A large male bird of the easter Mediterranean, so magnificent in appearance that the Phoenicians named their country after him. (Or it may be that they named the bird after their country.) It is possible that he originated in Egypt or Arabia and migrated to Phoenicia. He is the only member of his species, although he may have some links with the peacock family, and he is closely related to the sun.

Descriptions of phoenix plumage vary considerably. Some say the bird is an overall reddish-gold, others that he is royal purple with a golden neck and head, and others again that he has a plum-coloured body, scarlet back and wing feathers, a golden head and a sweeping tail of rose and azure. Possibly the bird displays different colouration at various stages of his long life.

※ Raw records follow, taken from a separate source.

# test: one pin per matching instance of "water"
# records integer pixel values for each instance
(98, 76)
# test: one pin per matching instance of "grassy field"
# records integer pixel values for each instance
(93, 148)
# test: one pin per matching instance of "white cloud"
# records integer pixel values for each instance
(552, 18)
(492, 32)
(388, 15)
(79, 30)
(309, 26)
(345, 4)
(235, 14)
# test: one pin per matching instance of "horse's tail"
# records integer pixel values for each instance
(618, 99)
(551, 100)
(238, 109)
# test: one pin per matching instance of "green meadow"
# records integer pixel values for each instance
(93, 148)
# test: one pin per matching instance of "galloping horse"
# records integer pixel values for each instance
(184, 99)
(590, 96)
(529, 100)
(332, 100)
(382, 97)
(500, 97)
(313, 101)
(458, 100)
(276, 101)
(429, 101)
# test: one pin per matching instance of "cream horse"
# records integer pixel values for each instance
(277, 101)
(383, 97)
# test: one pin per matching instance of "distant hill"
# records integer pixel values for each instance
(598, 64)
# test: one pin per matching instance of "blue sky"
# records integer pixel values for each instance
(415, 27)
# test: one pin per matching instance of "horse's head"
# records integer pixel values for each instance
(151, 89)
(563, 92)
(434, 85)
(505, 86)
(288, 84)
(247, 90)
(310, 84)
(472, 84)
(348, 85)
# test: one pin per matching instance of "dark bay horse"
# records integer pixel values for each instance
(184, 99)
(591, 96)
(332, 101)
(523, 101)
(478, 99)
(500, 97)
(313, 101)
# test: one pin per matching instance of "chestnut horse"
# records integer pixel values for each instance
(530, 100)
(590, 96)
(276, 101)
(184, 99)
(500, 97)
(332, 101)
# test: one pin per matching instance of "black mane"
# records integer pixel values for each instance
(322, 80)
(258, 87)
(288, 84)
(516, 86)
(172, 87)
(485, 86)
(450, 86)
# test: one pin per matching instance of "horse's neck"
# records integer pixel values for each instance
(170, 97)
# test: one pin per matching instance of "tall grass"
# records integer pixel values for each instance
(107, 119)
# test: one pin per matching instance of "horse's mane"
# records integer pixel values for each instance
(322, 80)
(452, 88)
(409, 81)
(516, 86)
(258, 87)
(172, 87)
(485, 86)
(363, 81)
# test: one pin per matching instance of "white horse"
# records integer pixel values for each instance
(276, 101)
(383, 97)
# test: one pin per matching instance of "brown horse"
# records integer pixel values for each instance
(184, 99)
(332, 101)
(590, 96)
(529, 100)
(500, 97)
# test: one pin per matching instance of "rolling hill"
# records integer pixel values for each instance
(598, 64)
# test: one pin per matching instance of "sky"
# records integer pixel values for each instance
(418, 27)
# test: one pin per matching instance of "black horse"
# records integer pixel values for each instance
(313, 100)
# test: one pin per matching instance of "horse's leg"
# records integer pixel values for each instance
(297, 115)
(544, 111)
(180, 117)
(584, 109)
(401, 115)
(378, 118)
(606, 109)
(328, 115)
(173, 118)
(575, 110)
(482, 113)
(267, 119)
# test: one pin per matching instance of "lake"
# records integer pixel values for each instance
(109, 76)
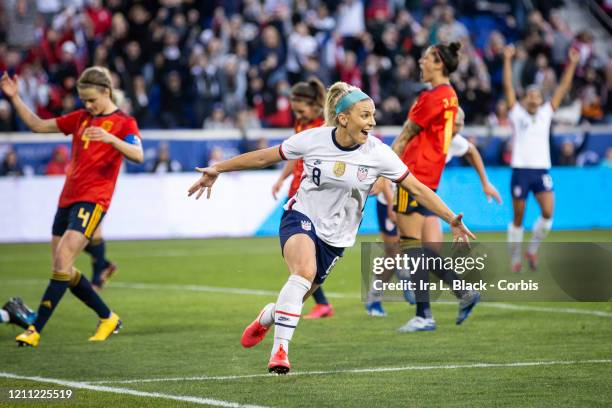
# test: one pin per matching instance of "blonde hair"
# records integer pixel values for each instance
(99, 78)
(334, 94)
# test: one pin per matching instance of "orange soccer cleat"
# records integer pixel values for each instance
(254, 332)
(279, 362)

The phoenix is friendly to humans, who are inthralled by his gorgeous plumage and sweet singing voice, but does not concern himself with their affairs.

He is semi-immortal, having a lifespan of at least 500 years (some say 1,461 or even 12,954 years) and he uses a unique method of reproduction. At the end of each life cycle he builds a nest of spice-tree twigs, settles into the nest, and with a single clap of his wings sets it afire. The mature bird perishes in the conflagrition, but as the flames die down a young phoenix emerges from them in all the glory of his pristine plumage.

The first task of the young phoenix is to fly to the temple of the Sun, at Heliopolice in Egypt, with the mummified corpse of his father. He lays this upon the altar, then flies to Phoenicia and settles down for several contended centuries until his time arrives for immolative self-reproduction.